SpaceX entre à son tour dans la guerre du code: l’entreprise spatiale d’Elon Musk a annoncé mardi un partenariat avec Cursor, éditeur de code assisté par intelligence artificielle très prisé des développeurs professionnels, assorti d’une option de rachat à 60 milliards de dollars d’ici la fin de l’année.
L’accord s’inscrit dans la stratégie de diversification dans l’IA que SpaceX entend financer via son entrée en Bourse en préparation, annoncée comme la plus grosse de l’histoire.
Depuis son absorption d’xAI, le laboratoire d’IA également propriété d’Elon Musk, SpaceX accélère son développement dans les infrastructures matérielles et logicielles de cette industrie et cherche à rentabiliser sa puissance de calcul avec des applications commerciales concrètes.
Pour y parvenir, Cursor « a donné à SpaceX le droit de l’acquérir dans le courant de l’année pour 60 milliards de dollars ou de payer 10 milliards de dollars pour collaborer », précise le message publié mardi sur X, le réseau social du groupe.
La start-up, dont la valorisation en novembre atteignait environ 29 milliards de dollars, était en discussions cette semaine pour une levée de fonds qui l’aurait portée au-delà des 50 milliards, selon CNBC.
Fondée en 2022 par quatre étudiants du Massachusetts Institute of Technology (MIT), Anysphere, la maison mère de Cursor, a dépassé un milliard de dollars de chiffre d’affaires annualisé fin 2025.
Ce partenariat avec Cursor intervient en pleine course dans la Silicon Valley pour capter les développeurs professionnels, devenus le principal moteur de croissance de l’industrie de l’IA. Cursor concurrence désormais frontalement GitHub Copilot (propriété de Microsoft), le leader historique du secteur.
De son côté, OpenAI a annoncé mardi que son outil de code Codex comptait désormais quatre millions d’utilisateurs hebdomadaires, contre trois début avril.
Chez Anthropic, l’outil concurrent Claude Code affichait en février un chiffre d’affaires annualisé supérieur à 2,5 milliards de dollars, plus que doublé depuis le début de l’année selon la société.

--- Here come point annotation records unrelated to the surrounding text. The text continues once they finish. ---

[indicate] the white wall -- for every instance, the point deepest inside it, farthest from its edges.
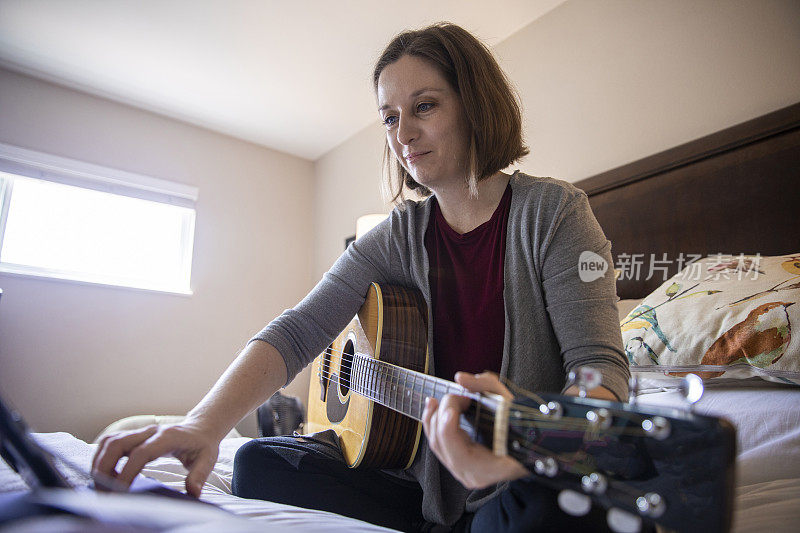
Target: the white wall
(606, 83)
(76, 357)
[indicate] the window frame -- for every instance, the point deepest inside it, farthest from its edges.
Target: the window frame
(16, 161)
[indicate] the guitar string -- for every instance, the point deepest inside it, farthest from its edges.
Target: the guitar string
(576, 465)
(536, 415)
(578, 462)
(414, 397)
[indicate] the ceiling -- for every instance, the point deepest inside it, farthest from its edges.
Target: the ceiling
(289, 75)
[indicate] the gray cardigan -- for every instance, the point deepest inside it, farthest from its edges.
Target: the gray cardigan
(554, 321)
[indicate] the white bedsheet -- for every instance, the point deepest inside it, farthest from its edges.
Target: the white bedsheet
(767, 418)
(216, 490)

Dans ce contexte, SpaceX fait le pari que sa puissance de calcul, via le supercalculateur Colossus, lui permettra de développer des modèles capables de rivaliser.
– Serveurs en orbite –
L’acquisition éventuelle de Cursor lui offrirait une base d’utilisateurs déjà établie, à moins que la personnalité et le positionnement politique d’Elon Musk en aliènent une partie.
Ce rapprochement intervient en pleine préparation de l’entrée en Bourse de SpaceX. Le groupe de Starbase (Texas), valorisé 1.250 milliards de dollars après son absorption de xAI en février, vise selon certains médias une capitalisation de 1.750 milliards lors de cette introduction.
Fondée en 2002 par Elon Musk, patron et principal actionnaire, SpaceX s’est imposé comme un acteur incontournable de l’industrie aérospatiale, avec ses fusées Falcon 9 et sa constellation de satellites Starlink, sa principale source de revenus.
Outre ses activités aérospatiales, le groupe intègre désormais la start-up d’intelligence artificielle xAI et le réseau social X, anciennement Twitter, un ensemble dont certains analystes questionnent l’homogénéité et qui pourrait attirer l’attention des régulateurs anti-trusts.
Pour justifier son absorption de xAI, Elon Musk avait défendu sa vision: construire en orbite basse des centres de données alimentés par des panneaux solaires géants, plus efficaces et moins polluants qu’au sol, même si les obstacles à surmonter restent nombreux.
Ce projet pourrait prendre le relais des nouveaux centres de données du groupe, alimentés par des centrales à gaz portables, dont l’installation à Memphis, dans le Tennessee, suscite de vives critiques environnementales.
SpaceX affronte sur ce terrain la concurrence d’autres géants, notamment Blue Origin, la société spatiale de Jeff Bezos, fondateur d’Amazon.
Le géant du commerce en ligne vient, lui, de s’engager à investir jusqu’à 25 milliards de dollars supplémentaires au capital d’Anthropic, dans le cadre d’un accord de dix ans portant sur plus de 100 milliards de dollars en capacités de calcul.